Juliette erkennt ihre Schwester im Verlaufe ihrer Erzählung und mit Hilfe des Einflusses ihres Liebhabers bekommt sie ihre Schwester wieder frei, die dann bei ihnen einzieht. Aber am Ende wird sie doch noch einmal vom Unglück eingeholt und die ältere Schwester geht, dem Vorbild der Jüngeren folgend und zur Buße für ihre eigenen Sünden ins Kloster.
Auf die eigentliche Erzählung folgen drei Notizen aus de Sades Skizzenbuch, die den geplanten Aufbau der Geschichte vorzeichnen.
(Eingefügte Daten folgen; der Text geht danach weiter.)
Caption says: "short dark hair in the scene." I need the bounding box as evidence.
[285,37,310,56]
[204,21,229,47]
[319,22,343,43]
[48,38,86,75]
Danach kann man ein Nachwort von Marion Luckow lesen, die sich zunächst auf den sexuellen Aspekt der dritten Fassung bezieht, was für ein Nachwort der ersten Fassung extrem unpassend ist, da in dieser sexuelle Handlungen nur sehr indirekt dargestellt werden. Außerdem wird die Idee des weiblichen Masochismus hier meiner Meinung nach zu weit getrieben, weil anders als in „Die Geschichte der O“ das Opfer niemals auch nur andeutungsweise Vergnügen an der ihr zugefügten Gewalt findet. Sadomasochistische Rituale sind wirklich Rituale, in die beide Beteiligten aus persönlicher Neigung eintreten sollten. Dies ist allerdings bei „Justine“ niemals gegeben. In dieser ersten Fassung des Romans geht es wirklich darum zu zeigen, wie verderbt verschiedene wichtige Zweige der damalige französischen Gesellschaft waren und wie die Vertreter dieser Zweige ihre Handlungen rechtfertigen. Wie ein weiblicher – und etwas intelligenterer Parzival – steht Justine dieser Gesellschaft in ihrer Tugendhaftigkeit gegenüber und ist immer noch das Verhaltensideal, dem es nachzufolgen gilt. In der dritten Fassung soll dies anders sein. Man wird sehen. Als philosophischer Gegenentwurf zu Rousseaus „Emile“, der die Menschen als von Natur aus gut sah ist dieser Roman allerdings durchaus überzeugend, besonders da sich hier die Übeltäter auf jene Natur berufen, die Rousseau bereits im „Emile“, im „Sozialvertrag“ und in seinem „Exkurs über die Ungleichheit“ als Quelle des Guten im „edlen Wilden“ bezeichnet hat.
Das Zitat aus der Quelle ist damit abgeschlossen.